Gray, harsh and hostile environments that we must look at to understand how nature was able to take back its rights.
And we’re back at the beginning
Welcome to the Wild West !
Its saloons, sheriffs and convoys of settlers set out to conquer virgin spaces where everything remains to be done… Without the will of these brave men and women capable of unusual adaptation, and of braving the harshness of the elements, the American West would have remained this vast set of uninhabited (except by Natives American but apparently they didn’t matter that much for the US government at the time) and infertile lands.
Yet, if we have a certain admiration for these Western epics and we have all heard of the Little House on the Prairie, do you know that some animals, like these courageous founders, are also true pioneers?
Indeed, in Belgium, the extractive activity through the exploitation of soils constantly creates and recreates new and pristine environments.
However, they are so many lands of opportunity for a whole series of animal and plant species: the pioneer species.
These species, with high biological value, are in fact capable of settling and thriving after one, or a series of major upheavals (s) in unstable environments, poor in organic matter and in climatic and edaphic conditions ( from the ground) very difficult. In reality, these extreme conditions take away the possibility of many other species living there and thus reduce the number of predators.
But these pioneers will also play the role of architect in spite of themselves, since their presence will allow other more demanding and less specialized species to gradually return to the site and its surroundings.
As in the past, the cowboys did it by developing the beginnings of cities so that the rest of the population could gradually settle there.
Thereby, by being the very first animals and plants to settle after a disturbance (or regular disturbances as is the case in active quarries), these pioneer species will make it possible to relaunch the process of ecological succession.
Who are they ?
Among the target species of the Life in Quarries project, the pioneers have pride of place!

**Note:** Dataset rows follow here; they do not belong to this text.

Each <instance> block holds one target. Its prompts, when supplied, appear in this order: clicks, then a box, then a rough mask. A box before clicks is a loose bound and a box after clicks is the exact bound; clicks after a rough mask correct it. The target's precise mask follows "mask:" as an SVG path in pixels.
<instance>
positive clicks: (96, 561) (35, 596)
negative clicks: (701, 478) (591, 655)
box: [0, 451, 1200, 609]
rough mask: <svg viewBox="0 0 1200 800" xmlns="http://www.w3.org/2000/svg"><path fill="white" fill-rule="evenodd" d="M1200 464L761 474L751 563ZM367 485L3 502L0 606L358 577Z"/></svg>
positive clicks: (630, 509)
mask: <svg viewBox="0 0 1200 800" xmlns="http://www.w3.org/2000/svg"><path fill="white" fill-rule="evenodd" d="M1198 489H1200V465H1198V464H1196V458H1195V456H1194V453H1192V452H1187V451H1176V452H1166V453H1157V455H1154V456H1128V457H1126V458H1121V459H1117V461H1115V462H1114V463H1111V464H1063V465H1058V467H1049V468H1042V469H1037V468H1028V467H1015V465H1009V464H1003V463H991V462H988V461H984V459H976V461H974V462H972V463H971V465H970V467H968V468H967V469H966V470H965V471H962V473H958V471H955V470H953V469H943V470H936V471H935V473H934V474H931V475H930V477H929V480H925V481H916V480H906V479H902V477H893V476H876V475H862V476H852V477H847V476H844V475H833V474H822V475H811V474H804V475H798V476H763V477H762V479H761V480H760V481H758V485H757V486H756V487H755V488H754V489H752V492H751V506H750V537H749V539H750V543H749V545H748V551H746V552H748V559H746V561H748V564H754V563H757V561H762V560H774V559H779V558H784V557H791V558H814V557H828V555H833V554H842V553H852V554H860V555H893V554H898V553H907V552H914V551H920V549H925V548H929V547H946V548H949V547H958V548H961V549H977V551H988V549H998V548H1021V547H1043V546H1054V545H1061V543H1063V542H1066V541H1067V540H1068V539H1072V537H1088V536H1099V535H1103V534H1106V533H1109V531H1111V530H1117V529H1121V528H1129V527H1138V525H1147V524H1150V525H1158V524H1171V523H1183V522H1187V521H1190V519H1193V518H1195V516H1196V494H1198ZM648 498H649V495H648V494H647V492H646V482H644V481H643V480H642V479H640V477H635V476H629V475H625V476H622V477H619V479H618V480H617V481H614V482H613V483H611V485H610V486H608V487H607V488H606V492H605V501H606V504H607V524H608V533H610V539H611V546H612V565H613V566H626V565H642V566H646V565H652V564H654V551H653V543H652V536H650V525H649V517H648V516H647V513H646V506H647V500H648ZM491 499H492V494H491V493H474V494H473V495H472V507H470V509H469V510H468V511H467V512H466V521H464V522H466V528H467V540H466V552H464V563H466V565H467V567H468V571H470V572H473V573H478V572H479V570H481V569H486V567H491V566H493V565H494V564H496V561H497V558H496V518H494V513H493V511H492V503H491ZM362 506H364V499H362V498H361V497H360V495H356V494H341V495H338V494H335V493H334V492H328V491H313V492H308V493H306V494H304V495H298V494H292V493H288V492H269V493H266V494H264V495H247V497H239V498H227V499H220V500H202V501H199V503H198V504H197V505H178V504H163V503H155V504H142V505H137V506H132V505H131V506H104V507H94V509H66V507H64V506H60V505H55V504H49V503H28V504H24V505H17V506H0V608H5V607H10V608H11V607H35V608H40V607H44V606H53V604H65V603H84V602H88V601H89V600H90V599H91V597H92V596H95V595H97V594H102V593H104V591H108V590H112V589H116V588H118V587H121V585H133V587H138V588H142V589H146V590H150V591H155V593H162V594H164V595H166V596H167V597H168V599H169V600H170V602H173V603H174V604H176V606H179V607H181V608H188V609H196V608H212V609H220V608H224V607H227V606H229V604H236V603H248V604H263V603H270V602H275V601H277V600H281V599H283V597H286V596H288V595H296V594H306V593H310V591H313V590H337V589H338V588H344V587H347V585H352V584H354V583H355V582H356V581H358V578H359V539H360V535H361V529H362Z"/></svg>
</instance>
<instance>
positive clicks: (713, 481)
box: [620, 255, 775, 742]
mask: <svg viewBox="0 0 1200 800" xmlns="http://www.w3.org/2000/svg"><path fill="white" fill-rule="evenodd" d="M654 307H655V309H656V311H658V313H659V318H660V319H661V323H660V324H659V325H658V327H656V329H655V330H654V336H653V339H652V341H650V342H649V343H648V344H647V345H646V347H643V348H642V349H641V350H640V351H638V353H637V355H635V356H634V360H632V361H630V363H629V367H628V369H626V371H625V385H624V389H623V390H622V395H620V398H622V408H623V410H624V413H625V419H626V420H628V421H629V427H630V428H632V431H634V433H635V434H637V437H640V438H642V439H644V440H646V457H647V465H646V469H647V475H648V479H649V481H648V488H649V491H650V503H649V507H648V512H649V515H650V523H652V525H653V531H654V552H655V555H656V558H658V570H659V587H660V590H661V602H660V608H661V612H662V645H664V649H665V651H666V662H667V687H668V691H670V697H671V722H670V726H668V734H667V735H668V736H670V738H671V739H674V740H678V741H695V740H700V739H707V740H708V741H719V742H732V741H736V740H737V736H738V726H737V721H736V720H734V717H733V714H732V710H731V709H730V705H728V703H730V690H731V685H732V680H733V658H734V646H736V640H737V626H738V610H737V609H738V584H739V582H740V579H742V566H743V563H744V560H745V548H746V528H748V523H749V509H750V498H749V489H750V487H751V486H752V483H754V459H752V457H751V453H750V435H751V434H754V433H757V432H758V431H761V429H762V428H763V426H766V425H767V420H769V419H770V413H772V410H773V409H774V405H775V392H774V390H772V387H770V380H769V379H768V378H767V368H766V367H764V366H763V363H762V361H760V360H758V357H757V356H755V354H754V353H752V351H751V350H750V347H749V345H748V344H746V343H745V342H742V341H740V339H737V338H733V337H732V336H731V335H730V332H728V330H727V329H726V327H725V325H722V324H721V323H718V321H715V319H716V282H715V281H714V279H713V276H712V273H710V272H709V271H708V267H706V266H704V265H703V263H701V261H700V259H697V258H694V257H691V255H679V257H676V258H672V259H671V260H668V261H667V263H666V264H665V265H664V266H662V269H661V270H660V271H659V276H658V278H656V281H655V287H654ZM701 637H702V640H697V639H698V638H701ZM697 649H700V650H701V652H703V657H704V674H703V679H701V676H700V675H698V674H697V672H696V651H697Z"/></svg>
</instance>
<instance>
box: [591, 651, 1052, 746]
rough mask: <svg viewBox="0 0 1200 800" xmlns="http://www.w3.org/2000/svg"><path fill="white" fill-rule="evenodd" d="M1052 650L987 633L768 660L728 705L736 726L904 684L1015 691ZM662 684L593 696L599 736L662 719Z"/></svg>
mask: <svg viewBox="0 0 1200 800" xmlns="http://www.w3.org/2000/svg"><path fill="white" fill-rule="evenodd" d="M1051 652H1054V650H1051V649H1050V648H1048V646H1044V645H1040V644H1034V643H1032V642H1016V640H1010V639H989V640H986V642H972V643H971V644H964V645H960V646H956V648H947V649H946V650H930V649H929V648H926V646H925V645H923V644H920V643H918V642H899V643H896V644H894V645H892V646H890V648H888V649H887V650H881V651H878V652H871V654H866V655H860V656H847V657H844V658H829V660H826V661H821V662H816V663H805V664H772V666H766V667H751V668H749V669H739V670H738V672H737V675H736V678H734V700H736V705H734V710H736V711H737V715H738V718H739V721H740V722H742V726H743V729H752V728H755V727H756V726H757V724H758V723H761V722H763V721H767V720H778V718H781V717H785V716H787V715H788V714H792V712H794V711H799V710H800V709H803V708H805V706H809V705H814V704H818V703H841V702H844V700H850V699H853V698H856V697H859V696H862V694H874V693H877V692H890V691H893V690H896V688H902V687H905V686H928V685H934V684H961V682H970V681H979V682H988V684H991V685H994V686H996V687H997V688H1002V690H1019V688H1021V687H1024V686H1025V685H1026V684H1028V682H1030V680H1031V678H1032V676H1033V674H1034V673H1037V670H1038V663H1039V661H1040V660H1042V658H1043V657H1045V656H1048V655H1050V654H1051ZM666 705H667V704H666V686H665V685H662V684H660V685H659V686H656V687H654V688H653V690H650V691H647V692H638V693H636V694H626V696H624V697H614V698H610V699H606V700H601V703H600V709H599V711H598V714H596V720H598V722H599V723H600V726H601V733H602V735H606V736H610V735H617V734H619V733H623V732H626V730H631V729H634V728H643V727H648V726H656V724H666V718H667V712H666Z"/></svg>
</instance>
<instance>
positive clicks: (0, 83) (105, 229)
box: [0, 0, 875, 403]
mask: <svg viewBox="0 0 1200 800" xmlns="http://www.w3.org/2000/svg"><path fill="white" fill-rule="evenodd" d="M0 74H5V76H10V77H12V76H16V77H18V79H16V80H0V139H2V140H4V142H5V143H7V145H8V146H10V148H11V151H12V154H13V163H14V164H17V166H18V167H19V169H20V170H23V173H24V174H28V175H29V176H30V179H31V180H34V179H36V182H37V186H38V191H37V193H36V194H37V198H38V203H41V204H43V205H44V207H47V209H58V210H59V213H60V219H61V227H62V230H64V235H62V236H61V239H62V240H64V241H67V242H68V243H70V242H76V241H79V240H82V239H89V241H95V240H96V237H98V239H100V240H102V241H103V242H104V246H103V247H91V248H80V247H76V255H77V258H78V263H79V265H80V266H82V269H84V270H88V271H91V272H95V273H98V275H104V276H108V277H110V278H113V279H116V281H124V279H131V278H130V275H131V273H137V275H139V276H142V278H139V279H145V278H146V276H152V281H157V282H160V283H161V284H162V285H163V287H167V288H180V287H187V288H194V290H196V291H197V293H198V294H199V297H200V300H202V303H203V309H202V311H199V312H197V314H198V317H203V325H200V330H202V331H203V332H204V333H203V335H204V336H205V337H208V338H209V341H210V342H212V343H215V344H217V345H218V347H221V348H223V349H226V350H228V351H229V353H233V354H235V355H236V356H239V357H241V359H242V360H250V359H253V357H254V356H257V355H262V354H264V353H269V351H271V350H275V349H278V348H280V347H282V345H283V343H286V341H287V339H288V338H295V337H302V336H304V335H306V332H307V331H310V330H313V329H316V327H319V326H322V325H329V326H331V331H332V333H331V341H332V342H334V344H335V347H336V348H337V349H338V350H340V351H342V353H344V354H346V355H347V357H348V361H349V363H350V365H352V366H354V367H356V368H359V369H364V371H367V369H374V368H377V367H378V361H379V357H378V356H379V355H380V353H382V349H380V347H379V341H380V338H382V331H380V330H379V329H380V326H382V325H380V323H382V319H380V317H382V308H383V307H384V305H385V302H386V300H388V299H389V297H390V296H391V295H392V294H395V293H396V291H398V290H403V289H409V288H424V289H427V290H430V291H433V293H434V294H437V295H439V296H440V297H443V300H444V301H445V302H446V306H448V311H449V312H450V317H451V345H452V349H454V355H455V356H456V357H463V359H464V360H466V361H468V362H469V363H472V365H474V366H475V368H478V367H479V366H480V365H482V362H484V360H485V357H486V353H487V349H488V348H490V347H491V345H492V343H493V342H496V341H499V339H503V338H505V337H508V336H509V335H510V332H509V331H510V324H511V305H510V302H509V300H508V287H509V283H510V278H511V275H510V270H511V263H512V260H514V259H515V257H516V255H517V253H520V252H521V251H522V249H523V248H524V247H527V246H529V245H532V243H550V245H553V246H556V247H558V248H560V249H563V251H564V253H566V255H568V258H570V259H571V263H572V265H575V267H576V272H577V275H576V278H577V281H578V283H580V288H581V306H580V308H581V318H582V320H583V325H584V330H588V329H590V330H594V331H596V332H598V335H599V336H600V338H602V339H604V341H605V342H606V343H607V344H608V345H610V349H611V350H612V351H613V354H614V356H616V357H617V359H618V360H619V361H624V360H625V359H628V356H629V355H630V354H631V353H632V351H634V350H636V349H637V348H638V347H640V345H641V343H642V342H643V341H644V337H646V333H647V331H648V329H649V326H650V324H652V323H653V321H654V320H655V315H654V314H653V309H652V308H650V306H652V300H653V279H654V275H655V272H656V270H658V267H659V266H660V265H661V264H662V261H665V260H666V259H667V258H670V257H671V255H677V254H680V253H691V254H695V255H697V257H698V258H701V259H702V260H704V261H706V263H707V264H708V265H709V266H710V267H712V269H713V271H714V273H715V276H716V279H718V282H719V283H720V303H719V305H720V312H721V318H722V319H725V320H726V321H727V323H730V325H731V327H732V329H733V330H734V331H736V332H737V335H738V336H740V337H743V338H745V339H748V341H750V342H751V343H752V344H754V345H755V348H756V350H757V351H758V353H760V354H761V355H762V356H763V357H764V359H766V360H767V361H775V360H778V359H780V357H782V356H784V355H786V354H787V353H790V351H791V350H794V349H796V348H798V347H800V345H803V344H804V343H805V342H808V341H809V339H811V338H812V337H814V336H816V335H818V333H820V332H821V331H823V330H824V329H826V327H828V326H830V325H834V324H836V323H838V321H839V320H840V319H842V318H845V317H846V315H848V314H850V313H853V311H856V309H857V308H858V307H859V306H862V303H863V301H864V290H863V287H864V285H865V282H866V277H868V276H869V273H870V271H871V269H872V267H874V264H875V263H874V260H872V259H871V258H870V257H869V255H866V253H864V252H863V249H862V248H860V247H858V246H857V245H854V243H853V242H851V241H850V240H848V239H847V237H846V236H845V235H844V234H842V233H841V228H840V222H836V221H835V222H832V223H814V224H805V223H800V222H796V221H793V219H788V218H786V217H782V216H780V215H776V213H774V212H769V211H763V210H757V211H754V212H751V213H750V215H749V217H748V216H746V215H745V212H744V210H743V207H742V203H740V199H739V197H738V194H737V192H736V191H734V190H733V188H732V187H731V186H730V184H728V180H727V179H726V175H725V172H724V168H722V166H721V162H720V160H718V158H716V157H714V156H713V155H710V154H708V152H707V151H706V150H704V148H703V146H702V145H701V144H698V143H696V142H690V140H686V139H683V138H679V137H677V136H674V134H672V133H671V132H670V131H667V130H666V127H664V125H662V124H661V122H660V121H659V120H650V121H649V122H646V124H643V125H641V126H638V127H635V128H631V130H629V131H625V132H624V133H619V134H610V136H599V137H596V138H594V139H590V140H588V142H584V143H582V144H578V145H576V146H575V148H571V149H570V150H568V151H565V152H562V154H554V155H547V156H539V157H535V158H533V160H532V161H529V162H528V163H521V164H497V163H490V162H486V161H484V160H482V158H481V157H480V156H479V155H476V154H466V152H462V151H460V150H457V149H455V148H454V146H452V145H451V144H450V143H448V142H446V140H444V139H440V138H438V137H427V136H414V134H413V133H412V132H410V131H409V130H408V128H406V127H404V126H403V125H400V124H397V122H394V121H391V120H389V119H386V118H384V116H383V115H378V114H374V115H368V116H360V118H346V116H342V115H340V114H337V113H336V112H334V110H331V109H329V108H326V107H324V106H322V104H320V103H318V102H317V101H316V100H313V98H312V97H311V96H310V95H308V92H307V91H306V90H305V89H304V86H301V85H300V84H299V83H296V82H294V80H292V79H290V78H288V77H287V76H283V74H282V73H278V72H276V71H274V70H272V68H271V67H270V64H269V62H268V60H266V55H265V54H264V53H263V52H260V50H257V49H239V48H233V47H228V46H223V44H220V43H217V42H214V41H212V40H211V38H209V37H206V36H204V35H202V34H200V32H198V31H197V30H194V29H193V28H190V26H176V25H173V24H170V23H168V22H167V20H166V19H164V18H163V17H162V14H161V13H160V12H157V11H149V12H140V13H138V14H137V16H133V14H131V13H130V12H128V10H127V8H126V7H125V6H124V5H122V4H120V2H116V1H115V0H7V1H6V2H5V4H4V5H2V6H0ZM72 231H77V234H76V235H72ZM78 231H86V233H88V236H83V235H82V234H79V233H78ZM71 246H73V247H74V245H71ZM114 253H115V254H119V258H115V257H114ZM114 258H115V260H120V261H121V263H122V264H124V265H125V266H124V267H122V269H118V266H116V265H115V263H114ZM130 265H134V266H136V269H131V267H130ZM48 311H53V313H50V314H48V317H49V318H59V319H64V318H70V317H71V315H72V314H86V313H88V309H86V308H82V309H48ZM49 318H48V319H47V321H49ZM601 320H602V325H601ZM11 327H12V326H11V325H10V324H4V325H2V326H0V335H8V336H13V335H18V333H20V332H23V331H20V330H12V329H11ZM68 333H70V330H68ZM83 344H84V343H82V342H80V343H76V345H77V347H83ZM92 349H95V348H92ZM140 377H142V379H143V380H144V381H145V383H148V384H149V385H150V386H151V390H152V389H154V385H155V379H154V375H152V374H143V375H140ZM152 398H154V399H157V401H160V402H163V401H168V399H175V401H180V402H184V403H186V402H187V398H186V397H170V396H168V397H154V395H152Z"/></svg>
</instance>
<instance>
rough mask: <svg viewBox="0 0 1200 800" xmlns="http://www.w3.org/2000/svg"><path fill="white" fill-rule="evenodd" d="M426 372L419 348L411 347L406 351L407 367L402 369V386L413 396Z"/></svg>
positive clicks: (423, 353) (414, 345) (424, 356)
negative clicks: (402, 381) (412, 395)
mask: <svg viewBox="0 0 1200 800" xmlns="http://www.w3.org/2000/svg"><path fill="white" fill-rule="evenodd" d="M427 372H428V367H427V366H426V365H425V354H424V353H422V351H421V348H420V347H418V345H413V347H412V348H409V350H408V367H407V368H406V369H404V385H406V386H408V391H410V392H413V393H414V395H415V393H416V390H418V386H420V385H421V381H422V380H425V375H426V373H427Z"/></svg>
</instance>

Thus, many actions of a temporary nature, such as the creation of pioneer ponds and limestone lawns, the refreshing of loose cliffs, the installation of stony shelters or the installation of reptile plaques are dedicated to them.
There are the Natterjack Toad (Bufo calamita) recognizable by the yellow line that crosses its back from its neck, the Midwife Toad (Alytes Obstetricians) whose magnificent vertical pupil is golden brown and of green or, again, the Charas sp. (Alguae characea), indicators of the purity of the water, which form small green carpets in the temporary shallow water points.
But also the Little Ringed Plover (Charadrius dubius) which lays its eggs in a simple depression created by the oversized tires of construction trucks, the smooth Coronella (Coronella Austriaca), a harmless snake which feeds on another pioneer species; the wall lizard (Podarcis muralis).
And, finally, many plants such as Eritrean knapweed (Centaurium erythraea), white stonecrop, yellowish-white gnaphale (Gnaphalium luteo-album), woolly Cirse (Cirsium eriophorum) and others, which benefit pioneering environments generated by extractive activity and the concept of dynamic management of biodiversity developed as part of the Life in Quarries project.
So many “brave” settlers who find in active quarries true sanctuaries whose sustainability is ensured by the actions of the partners of Life in Quarries and the motivation of the operators and workers of the extractive sites members of the project.